Separation, divorce and the over 60s

According to research published last month by the International Longevity Centre (UK), the number of men and women aged over 60 experiencing divorce in England and Wales has risen by a staggering 85% between 1990 and 2012.

The rise is a result of the UK’s increasingly ageing population (the number of people aged over 65 now outweighs the number of under 16s) and a rise in the proportion of older people getting divorced.

Reasons for people divorcing later in life include:

  • People are marrying later in life and because the risk of divorce tends to present itself further into a marriage, couples are more likely to get divorced at an older age.
  • People are living for longer, which naturally means that the lifespan of marriages have increased and with this comes an increased risk of relationship breakdown.
  • Women have more financial independence and many do not need to rely on their husbands for financial support.

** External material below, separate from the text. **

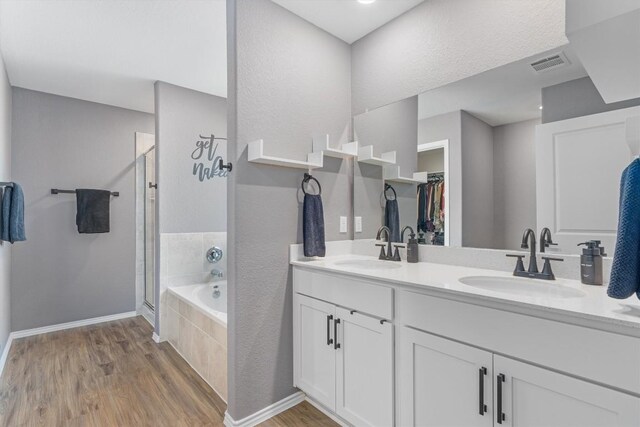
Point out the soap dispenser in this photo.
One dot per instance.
(412, 245)
(591, 262)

This means women are less likely to feel ‘stuck’ and more likely to pursue a divorce where there has been a relationship breakdown.
  • Our behaviours and attitudes have changed. Divorce has become less taboo and more common, giving people the opportunity to divorce with less associated stigma.

When we meet older clients who have been married for a long time, it is usually the case that their finances (house, incomes, bank accounts etc.) are entirely ‘joint’. Their incomes get paid into one account, the monthly outgoings are paid out of this account and most if not all aspects of daily life are shared.

This presents a challenge because with a divorce comes a financial clean break as far as that is possible. Things to consider might be:

  • Where will each person live? Is there enough equity in the house to provide two separate households? Will the house need to be sold or is there a possibility that one person could be ‘bought out’? Is finance available for further mortgaging or other borrowing options? What availability is there for local authority housing in the area?
  • How will each person afford day-to-day life as a single person rather than a couple? Does each person earn enough income on their own to be able to afford their monthly outgoings? There might be a possibility for income sharing after the divorce or even a sharing of savings to provide for capital towards living expenses.
  • Does each person have a pension? Long marriages often tend to have children involved which might then mean that there is a disparity in pensions; especially when one person has not worked to concentrate on looking after the children. Pension sharing or offsetting is available to people who are divorcing. Pensions are sometimes the largest asset in a marriage and so it is important in that case for the older client to consider their options when they retire.